There’s certainly an argument to be made that such an approach is self-reflexive and self-aggrandizing, like a magician applauding his own magic tricks. Peyton Thomas alleged as much in his review of Help Us Stranger for Pitchfork. Negatively comparing The Raconteurs to another supergroup, Thomas points out that the kind of emotional rawness and resonance found in a song like boygenius’s “Me and My Dog” (specifically the line “I cried at your show with the teenagers”) is nowhere to be found on The Raconteurs’ new record, and that they “would never lower themselves to the level of their audience.” This is a fair point, and it succinctly sums up what separates musicians from White and Benson’s generation and those of Lucy Dacus and Phoebe Bridgers’s (and, I guess, my) generation: the former aspire to be godlike rock stars, the latter achingly relatable citizen songwriters. 

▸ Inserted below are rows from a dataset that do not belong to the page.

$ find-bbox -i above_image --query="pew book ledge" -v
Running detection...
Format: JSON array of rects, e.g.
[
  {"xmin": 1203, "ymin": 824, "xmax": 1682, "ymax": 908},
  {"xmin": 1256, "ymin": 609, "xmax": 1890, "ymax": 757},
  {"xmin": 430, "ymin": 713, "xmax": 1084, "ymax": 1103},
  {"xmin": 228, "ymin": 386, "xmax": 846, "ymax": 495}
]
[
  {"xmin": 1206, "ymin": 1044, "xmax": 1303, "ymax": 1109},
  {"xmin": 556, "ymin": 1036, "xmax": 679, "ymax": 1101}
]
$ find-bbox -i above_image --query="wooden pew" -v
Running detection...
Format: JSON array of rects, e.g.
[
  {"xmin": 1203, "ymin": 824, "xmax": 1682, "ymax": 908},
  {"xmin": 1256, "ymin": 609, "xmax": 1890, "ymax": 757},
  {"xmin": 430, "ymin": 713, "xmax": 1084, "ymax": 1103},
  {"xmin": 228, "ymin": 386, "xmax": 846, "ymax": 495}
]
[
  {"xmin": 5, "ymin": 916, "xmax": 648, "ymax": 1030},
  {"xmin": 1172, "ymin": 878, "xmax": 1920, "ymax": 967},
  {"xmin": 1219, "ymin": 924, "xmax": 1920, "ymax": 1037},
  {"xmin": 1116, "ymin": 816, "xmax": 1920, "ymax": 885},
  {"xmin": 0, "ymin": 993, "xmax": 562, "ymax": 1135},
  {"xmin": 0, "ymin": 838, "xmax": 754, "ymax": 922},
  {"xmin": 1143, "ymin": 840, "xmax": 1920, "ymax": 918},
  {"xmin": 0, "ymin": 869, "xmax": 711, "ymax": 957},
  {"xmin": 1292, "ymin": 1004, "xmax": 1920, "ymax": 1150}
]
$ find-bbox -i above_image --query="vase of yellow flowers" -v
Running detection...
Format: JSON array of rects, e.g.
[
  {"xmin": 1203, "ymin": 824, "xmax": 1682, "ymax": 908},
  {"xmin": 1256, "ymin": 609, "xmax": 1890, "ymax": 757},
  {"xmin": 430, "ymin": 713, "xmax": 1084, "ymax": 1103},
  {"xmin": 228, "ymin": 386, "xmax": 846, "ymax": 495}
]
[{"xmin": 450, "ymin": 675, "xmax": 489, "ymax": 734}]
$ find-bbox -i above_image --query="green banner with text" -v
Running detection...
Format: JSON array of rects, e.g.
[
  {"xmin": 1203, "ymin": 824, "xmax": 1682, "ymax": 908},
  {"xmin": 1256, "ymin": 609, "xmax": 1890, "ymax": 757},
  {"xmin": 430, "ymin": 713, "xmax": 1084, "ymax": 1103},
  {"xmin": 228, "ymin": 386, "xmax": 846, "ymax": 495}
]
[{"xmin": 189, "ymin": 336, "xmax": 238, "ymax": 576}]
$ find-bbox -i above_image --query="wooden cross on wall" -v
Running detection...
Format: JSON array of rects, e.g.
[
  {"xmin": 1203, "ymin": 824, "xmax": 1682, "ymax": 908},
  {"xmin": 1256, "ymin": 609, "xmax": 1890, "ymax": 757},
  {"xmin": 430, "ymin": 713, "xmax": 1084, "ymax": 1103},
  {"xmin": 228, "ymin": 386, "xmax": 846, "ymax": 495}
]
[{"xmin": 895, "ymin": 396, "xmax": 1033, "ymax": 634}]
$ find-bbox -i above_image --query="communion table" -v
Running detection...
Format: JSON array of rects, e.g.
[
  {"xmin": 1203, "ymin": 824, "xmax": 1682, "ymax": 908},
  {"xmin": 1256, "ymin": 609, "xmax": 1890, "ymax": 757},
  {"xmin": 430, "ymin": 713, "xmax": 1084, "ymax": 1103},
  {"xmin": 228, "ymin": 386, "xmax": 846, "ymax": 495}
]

It also sells the power of rock stardom short. “Somedays (I Don’t Feel Like Trying)” may lack the literary heft of a Julien Baker song, but it’s hard to argue that its chorus — a straightforward recitation of “Somedays, I just feel like crying/Somedays, I don’t feel like trying” — won’t resonate with an overworked and mentally taxed audience. And, by the time the band reached the coda, and a crowd of thousands began shouting “I’m here right now, I’m not dead yet” to a stage bathed in orange light, I wasn’t worrying about whether or not the rich and powerful Raconteurs were lowering themselves to my level. Instead, I was thankful that they were elevating me to theirs.